The Statement goes on to say that:

“With substantive constitutional change and structural reform, we believe this ancient sovereignty can shine through as a fuller expression of Australia’s nationhood.”

The Uluru Statement was signed by 250 Aboriginal and Torres Strait Islander representatives in May 2017. These representatives were appointed by Indigenous communities after six months of consultation across the country. The signatories invite the Australian people’s support in two endeavours: constitutional recognition of Aboriginal and Torres Strait Islander Australians as the First Peoples of these lands through the creation of a permanent Voice to Parliament and the creation of a Makarrata Commission to supervise a process of agreement-making, also known as treaty, and truth-telling about our shared history.

I like that the YolÅ‹u word makarrata, which means ‘coming together after a struggle’, has a similar meaning to the English word ‘reconciliation’, which means ‘bring back together’.

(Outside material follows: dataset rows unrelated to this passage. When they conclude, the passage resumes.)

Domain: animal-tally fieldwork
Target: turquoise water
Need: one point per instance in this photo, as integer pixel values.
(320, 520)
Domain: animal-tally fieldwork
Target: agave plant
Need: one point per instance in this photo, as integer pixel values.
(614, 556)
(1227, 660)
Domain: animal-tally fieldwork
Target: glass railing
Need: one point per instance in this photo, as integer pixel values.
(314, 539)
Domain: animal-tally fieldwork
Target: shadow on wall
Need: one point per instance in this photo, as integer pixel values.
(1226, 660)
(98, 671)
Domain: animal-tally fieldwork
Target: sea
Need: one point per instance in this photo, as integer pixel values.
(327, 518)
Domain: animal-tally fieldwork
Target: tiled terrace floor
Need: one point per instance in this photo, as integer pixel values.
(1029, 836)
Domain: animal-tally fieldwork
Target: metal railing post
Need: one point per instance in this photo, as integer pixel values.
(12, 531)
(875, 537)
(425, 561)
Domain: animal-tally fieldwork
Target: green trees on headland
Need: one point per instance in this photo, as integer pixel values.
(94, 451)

Torres Strait Islander peoples perceive and experience sovereignty in a different way to people from Western contexts. For us, sovereignty is about how we nurture the land, sea and sky, recognising that the land, sea and sky sustain us in everyday life. Thus, sovereignty is about belonging, a belonging that is preserved through maintaining a sacred balance.

My gently spoken mother was a nurturer who cared about this sacred balance. She modelled, rather than talked about, her cultural knowledge, including in the way she only harvested what she needed and what she could replenish. She always put the ashes from a cooking fire into the garden, knowing that wood ash contains nutrients that benefit plant growth. When she harvested from our gardens, she always dug the soil back in. When we ate fish, she showed us how to bury the bones into the garden. These practices were undertaken to put life back into the soil.

Our cultural foods include bisi (casava), wapi (fish) and urugubaw (sweet potato). We like to cook our foods in woerabaw ikay (coconut milk) in an amay (earth oven). We drink ariu nguki (rainwater) and woerabaw nguki (coconut water). Everything we eat and drink traditionally is pure and alive. Nothing is refined or processed.  

Our people are buried in the earth — in their resting places. I was recently talking to a close family member on Saibai. We spoke about how the high tides, which are caused by a damaged climate, are distressingly washing away our ancestors’ resting places.

The malu, or ocean, vitalises us. When the wind blows, we receive the ocean spray on our faces. It’s energising, especially on humid days. The ocean is sacred to us. As part of my baptism as a baby, my mum removed my clothing and nappy and held me up in the sea breeze to be sprayed, to first be blessed, by the ocean. She then took me to the church for the service.

For meaningful reconciliation with First Peoples to happen, we need to connect our stories. We also need to unite the unique strengths of our knowledges and ways. I believe we can do all this with a successful referendum next month.

I remember voting in the 1967 referendum when over 90 percent of voters voted ‘yes’ in what became a watershed moment in our shared history, especially in the way it united all of us. The 1967 referendum helped lead to the dismantling of state-based assimilationist policies that included stealing children from their loving families and controlling people’s movements. This year’s referendum about recognising Aboriginal and Torres Strait Islander peoples in the Constitution through a Voice to Parliament will build upon the 1967 referendum’s remarkable legacy. So I will again be writing ‘yes’, from my heart, on this year’s referendum ballot paper. And I look forward to contributing my views from my people’s grassroots and seashores to the Voice so that Parliament and the Government can better listen to our ways and our ancient wisdom, including about how to cherish the land, sea and sky.